BEIJING • China’s overseas shipments rose from a year earlier as global demand held up and trade tensions with the US were kept in check amid ongoing talks. At home, resilient demand led to a rise in imports.
Exports rose 11.3% in June in dollar terms, the customs administration said yesterday, more than the estimate of 8.9% in a Bloomberg survey. Imports increased 17.2% in dollar terms, leaving a trade surplus of US$42.8 billion (RM183.71 billion).
Demand for Chinese products has proven resilient this year as global demand holds up. Tensions with the country’s largest trading partner also appear to be easing after 100-day trade talks due to end on July 16 have signalled some progress toward addressing the deficit run by the US, which last year reached US$347 billion.
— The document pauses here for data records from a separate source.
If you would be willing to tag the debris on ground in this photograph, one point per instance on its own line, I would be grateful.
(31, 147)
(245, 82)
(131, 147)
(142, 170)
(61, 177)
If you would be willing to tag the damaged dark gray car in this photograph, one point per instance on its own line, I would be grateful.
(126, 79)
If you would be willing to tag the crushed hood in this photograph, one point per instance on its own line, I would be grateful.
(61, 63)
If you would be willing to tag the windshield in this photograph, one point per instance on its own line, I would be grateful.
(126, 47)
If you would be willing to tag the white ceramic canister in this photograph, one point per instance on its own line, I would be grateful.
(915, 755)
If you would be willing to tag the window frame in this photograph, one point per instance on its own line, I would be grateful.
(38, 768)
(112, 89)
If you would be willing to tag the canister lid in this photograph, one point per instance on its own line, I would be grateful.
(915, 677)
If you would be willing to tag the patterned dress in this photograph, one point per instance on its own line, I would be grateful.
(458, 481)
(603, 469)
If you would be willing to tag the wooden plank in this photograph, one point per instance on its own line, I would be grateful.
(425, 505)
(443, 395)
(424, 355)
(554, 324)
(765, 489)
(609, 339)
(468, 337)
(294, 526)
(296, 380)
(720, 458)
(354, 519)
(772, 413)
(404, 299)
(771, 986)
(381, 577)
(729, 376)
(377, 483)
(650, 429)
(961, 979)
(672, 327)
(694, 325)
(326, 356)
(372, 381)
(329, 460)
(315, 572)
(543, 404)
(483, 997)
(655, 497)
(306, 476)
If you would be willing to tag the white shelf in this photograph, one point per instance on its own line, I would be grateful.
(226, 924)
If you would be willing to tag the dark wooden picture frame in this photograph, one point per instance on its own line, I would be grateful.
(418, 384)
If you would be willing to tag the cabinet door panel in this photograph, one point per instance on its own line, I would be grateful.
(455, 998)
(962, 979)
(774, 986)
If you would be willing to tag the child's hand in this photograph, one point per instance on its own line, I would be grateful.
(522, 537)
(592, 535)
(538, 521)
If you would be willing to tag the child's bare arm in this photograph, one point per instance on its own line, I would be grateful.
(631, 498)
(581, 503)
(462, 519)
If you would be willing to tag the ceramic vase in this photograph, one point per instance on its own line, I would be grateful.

At the same time, the stronger than expected import reading bodes well for second-quarter (2Q) gross domestic product growth, due for release on Monday, as it may signal that domestic demand hasn’t succumbed to greater curbs this year on lending or the property market.
“The upbeat figures point to still-strong foreign demand for Chinese goods, as well as fairly resilient domestic demand,” said Julian Evans-Pritchard, China economist at Capital Economics Ltd in Singapore. “We are sceptical that the current pace of imports can be sustained for much longer given the increasing headwinds to China’s economy from policy tightening.”
“The better than expected export growth indicates a resilient trade outlook,” said Betty Wang, senior China economist at Australia & New Zealand Banking Group Ltd in Hong Kong.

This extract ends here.